Im Rahmen des Projekts nahmen die Teilnehmenden an Seminaren zu den Grundlagen des Kulturmanagements teil (Projektmanagement, Audience Development, Zeitmanagement, digitale Kommunikation, Präsentationstechniken, Fundraising). Außerdem wurden Besucherreisen nach Berlin für Sightseeing und Besichtigungen von Kultureinrichtungen sowie Diskussionen mit deutschen Kulturschaffenden, Experten und Expertinnen organisiert. Darüber hinaus absolvierten die Teilnehmenden Vertiefungsmodule und Vernetzungsaktivitäten, an denen auch tunesische, marokkanische und algerische Absolvent*innen aus den Vorjahren sowie libysche Absolvent*innen aus dem Kulturmanagement 2014 teilnahmen, was den Beteiligten die Möglichkeit bot, Kulturschaffende aus anderen Nachbarländern kennenzulernen und sich fernab von Vorurteilen auszutauschen.
 
20 Projekte wurden durch das Projekt in den letzten vier Jahren gefördert, unter anderem Projekte zur Kultur: „Youth and Peace-Building Workshop in der entlegenen Region der Nafusa-Berge“, „Libyan Old Cities Cultural Heritage, Community Development and Conservation“, „Trace by Scene“ und „Kashkoul“ und Projekte, die sich mit Kunst befassen: „Tilwan – the flame of art must spark again“, „Vandals“, „Art Space“, „Shalaleet“, „Bring to Light“ und „Taba’od“, und Musik-Projekte: „Rhythm I und II“ und „The revival of Libyan Music“, neben Projekten zur Fotografie: „Si Isnayen – From the Heritage (Bergregion Nafusa)“ und „AinZara (Vertical Cinema for the Youth“, sowie weitere Projekte zu verschiedenen Themen: „Green Talk (Tripolis): eine umweltbewusste und nachhaltige Veranstaltung in Libyen“, und „Encaustic Tiles Workshop Setup (Tripolis): Wiederbelebung der Herstellung traditioneller Fliesen“, „Aktay nneɣ aktay nnev (Our memories)“, „From North to South – Clothes of Libya“ und „The forgotten Jews of Nefusa Mountain“.

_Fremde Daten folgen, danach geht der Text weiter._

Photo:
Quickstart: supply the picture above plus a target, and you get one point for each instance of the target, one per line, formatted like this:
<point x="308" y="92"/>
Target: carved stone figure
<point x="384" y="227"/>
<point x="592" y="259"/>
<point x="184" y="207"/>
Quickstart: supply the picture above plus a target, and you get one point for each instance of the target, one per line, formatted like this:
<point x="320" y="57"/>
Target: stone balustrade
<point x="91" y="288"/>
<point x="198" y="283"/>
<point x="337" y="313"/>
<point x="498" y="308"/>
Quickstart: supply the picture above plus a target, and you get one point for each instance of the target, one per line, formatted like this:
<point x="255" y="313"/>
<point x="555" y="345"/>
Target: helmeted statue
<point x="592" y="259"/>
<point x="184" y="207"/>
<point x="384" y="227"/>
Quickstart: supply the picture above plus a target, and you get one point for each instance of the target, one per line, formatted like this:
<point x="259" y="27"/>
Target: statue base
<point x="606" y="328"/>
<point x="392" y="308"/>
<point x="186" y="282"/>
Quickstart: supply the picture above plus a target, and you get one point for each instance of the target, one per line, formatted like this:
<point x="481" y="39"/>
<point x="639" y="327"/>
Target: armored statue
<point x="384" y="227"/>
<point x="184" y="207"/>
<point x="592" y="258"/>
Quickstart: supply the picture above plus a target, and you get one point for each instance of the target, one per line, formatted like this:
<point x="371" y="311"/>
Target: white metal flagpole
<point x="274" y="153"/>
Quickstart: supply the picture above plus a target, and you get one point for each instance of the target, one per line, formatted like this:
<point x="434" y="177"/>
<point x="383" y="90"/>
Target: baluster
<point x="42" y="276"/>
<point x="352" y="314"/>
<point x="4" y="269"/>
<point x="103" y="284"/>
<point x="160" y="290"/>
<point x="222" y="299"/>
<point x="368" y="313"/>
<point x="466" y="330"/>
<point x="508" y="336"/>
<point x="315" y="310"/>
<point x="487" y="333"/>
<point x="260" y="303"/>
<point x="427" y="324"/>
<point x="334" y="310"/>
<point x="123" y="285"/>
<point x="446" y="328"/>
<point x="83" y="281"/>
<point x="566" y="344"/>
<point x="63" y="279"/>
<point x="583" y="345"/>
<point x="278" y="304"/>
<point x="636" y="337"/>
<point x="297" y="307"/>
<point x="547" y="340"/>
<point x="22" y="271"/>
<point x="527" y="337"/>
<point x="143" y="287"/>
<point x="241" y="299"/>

Bei der Förderung der Projekte wurde einerseits auf die Angemessenheit und Umsetzbarkeit der vorgestellten Themen geachtet, andererseits auf die Vielfalt in Bezug auf die Regionen, in denen die Projekte umgesetzt werden sollen, sowie auf die Ausgewogenheit der Geschlechter bei den Geförderten.
 
Das Projekt Kulturakademie Libyen konnte die meisten der gewünschten Ziele erreichen, viele Kulturmanager*innen erlangten durch "learning by doing" Wissen über Kulturmanagement. Auch die gemeinsame Teilnahme an verschiedenen Vertiefungsseminaren und der Austausch untereinander trugen dazu bei, die Fähigkeiten der Teilnehmenden zu verfeinern und ihre Kenntnisse zu entwickeln. Die Beteiligung von Kulturschaffenden aus den Nachbarländern spielte ebenfalls eine wichtige Rolle beim Erfahrungsaustausch und bei der Erweiterung des Blickwinkels aller Beteiligten. „Durch das Programm habe ich wichtige Denkanstöße bekommen und neue Vorgehensweisen kennengelernt, um unsere Ideen besser umzusetzen.“, so fasst die Architektin Aya Assalhi ihre Erfahrung bei der Kulturakademie Libyen zusammen.